Here's How Much Protein Is In A Serving Of Shrimp
If it seems you're being pushed to consume more protein than ever these days, it's not just your perception. The Department of Health and Human Services and the Department of Agriculture introduced a new food pyramid on January 7, 2026 that puts protein in an elevated position, with new recommendations doubling the previous suggested daily amount from 0.8 to 1.2-1.6 grams per kilogram of body weight per day. If you love seafood, and in particular shrimp, you may be wondering just how much protein is packed into them if they're so small. It turns out they're not only tasty, but also one of the more protein-rich types of seafood.
Considering shrimp are primarily composed of protein and water, they can be a great way to up your protein. One serving of cooked shrimp is considered to be 3 ounces (84 grams), which averages out to about nine medium-sized shrimp. This amount delivers about 21 grams of protein, per the FDA. The tiny crustaceans also offer a number of other health benefits. They're packed with omega-3 fatty acids, selenium, iodine, and zinc. They're also low in calories (only 84 per serving size) and contain only 1.5 grams of fat (and no saturated fat), making them an excellent protein source for individuals watching this macronutrient.
How does shrimp compare to other types of protein?
Shrimp are packed with protein and nutrients, but how do they compare to other common sources of protein? A serving size of six large scallops, another shellfish, has about 27 grams of protein, but shrimp has a slight edge (if you're trying to limit carbohydrates) in that it has basically no carbs compared to the 5 grams in scallops. Salmon is slightly higher in protein than shrimp, with 24 grams per serving and also zero carbohydrates. A 3-ounce chicken breast offers up 25 grams of protein but is higher in calories than shrimp, averaging 170. A 3-ounce round-eye steak comes in at around 24 grams of protein, with the same calorie count as chicken breast. However the steak contains 8 grams of fat (3 saturated) to shrimp's 1.5 grams.

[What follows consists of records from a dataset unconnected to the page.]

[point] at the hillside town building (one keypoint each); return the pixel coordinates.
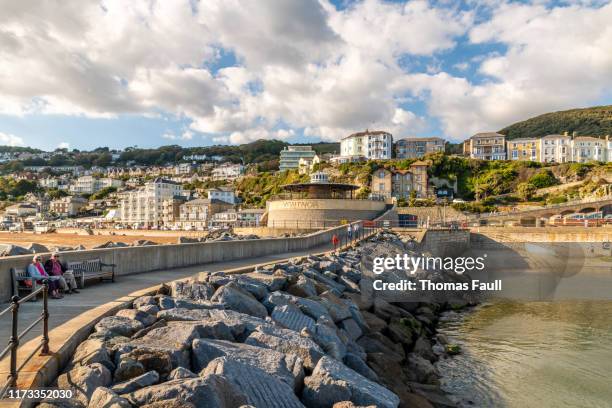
(290, 156)
(417, 147)
(371, 144)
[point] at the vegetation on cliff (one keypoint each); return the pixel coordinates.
(595, 121)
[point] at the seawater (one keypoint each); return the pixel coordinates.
(536, 354)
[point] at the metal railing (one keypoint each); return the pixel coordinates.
(13, 344)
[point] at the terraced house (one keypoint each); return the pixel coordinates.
(401, 183)
(486, 146)
(524, 149)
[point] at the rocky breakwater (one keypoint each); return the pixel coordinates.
(288, 335)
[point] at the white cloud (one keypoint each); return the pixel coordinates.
(9, 139)
(301, 64)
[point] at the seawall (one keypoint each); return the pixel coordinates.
(131, 260)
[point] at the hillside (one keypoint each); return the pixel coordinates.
(595, 121)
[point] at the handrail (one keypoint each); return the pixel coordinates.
(13, 344)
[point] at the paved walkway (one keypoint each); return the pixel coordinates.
(96, 294)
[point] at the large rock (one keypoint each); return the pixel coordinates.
(175, 339)
(235, 298)
(303, 287)
(119, 326)
(158, 360)
(92, 351)
(145, 318)
(136, 383)
(327, 337)
(83, 380)
(287, 341)
(35, 248)
(180, 372)
(332, 382)
(191, 290)
(355, 363)
(254, 286)
(260, 388)
(179, 314)
(210, 391)
(105, 398)
(12, 250)
(375, 323)
(286, 367)
(291, 317)
(337, 309)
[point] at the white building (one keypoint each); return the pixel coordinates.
(555, 149)
(145, 205)
(90, 184)
(225, 194)
(371, 144)
(588, 148)
(227, 171)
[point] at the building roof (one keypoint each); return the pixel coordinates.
(488, 134)
(366, 133)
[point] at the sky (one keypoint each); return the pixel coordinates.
(84, 74)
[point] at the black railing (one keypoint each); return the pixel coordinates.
(13, 344)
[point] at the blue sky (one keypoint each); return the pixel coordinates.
(199, 73)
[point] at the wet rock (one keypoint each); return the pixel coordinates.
(179, 373)
(236, 298)
(119, 326)
(92, 351)
(84, 380)
(287, 341)
(261, 389)
(332, 382)
(420, 370)
(422, 347)
(210, 391)
(143, 317)
(103, 397)
(377, 343)
(291, 317)
(136, 383)
(286, 367)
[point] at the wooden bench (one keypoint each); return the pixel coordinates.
(91, 269)
(20, 276)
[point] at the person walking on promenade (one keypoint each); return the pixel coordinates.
(66, 278)
(335, 242)
(36, 270)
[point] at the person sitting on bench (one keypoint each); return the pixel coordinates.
(66, 280)
(37, 271)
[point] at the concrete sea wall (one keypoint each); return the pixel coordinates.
(131, 260)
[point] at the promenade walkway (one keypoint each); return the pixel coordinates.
(96, 294)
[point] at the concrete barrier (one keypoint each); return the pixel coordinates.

Shrimp can be a worthwhile addition to your meals when you want a protein boost, especially because it works in a range of different types of cuisines. Give it a Mexican twist by making grilled shrimp tacos with avocado-corn salsa. Or try a shrimp and eggplant stir-fry. But if you want to eat it on the regular, one of the shrimp cooking mistakes you should avoid is leaning only on recipes that call for breading, heavy, creamy sauces, or frying. There's a range of other cooking methods for shrimp dishes that yield delicious results (with less saturated fat, too, if that's of concern to you). Instead, consider experimenting with grilling, sautéing, or steaming your shrimp for a tasty boost of protein.